Avocados – Remain high as shortages occur due to the harvest gap between Christmas and New Year’s when the pickers go home for a week to celebrate the holidays with their families. We should see strong demand through the weekend of February 13th to meet the nation’s guacamole needs, then they should settle back down again.
Corn – Florida finally starting harvesting better volume of corn, and sluggish post-holiday demand has the market way down. Prices are half what they were going into Christmas week.
Dry Goods – Worldwide supply shortages have driven virtually all dry good prices much higher. Limited quantities and weekly out-of-stocks are the rule right now. We’re continuing to do our best to source what you need for your disposable supplies but it’s been a challenge for us and our vendors.
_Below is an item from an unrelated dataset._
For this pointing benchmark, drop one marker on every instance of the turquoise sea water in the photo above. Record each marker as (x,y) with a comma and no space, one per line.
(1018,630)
Eggs – Are down again this week with lower demand after the holidays giving farmer’s a chance to catch back up with production. The next big egg-holiday will be Easter, so we should see the markets continue to slide.
Grapes – It’s a mess. California finished their grape season early and everyone was anticipating the yearly change to South American grapes. However, a moth infestation wiped out the Chilean grape season. Peru and other countries are trying to cover the shortages, but backups at the ports are keeping ships loaded with freight from getting to the dock and unloaded. There is an extreme shortages on all grapes right now, especially reds. Expectations are that the shortage will ease somewhat around the end of January.
Onions – Have become extremely short and prices continue to rise due to the winter weather out west limiting transportation and freezing temps making it tougher on the packing houses to ship their onions. Prices are remaining strong.
Squash – Chilly weather in Florida slowed down squash, zucchini, and other vegetables down there last week and the super low prices of the glut market evaporated. Supplies are much tighter.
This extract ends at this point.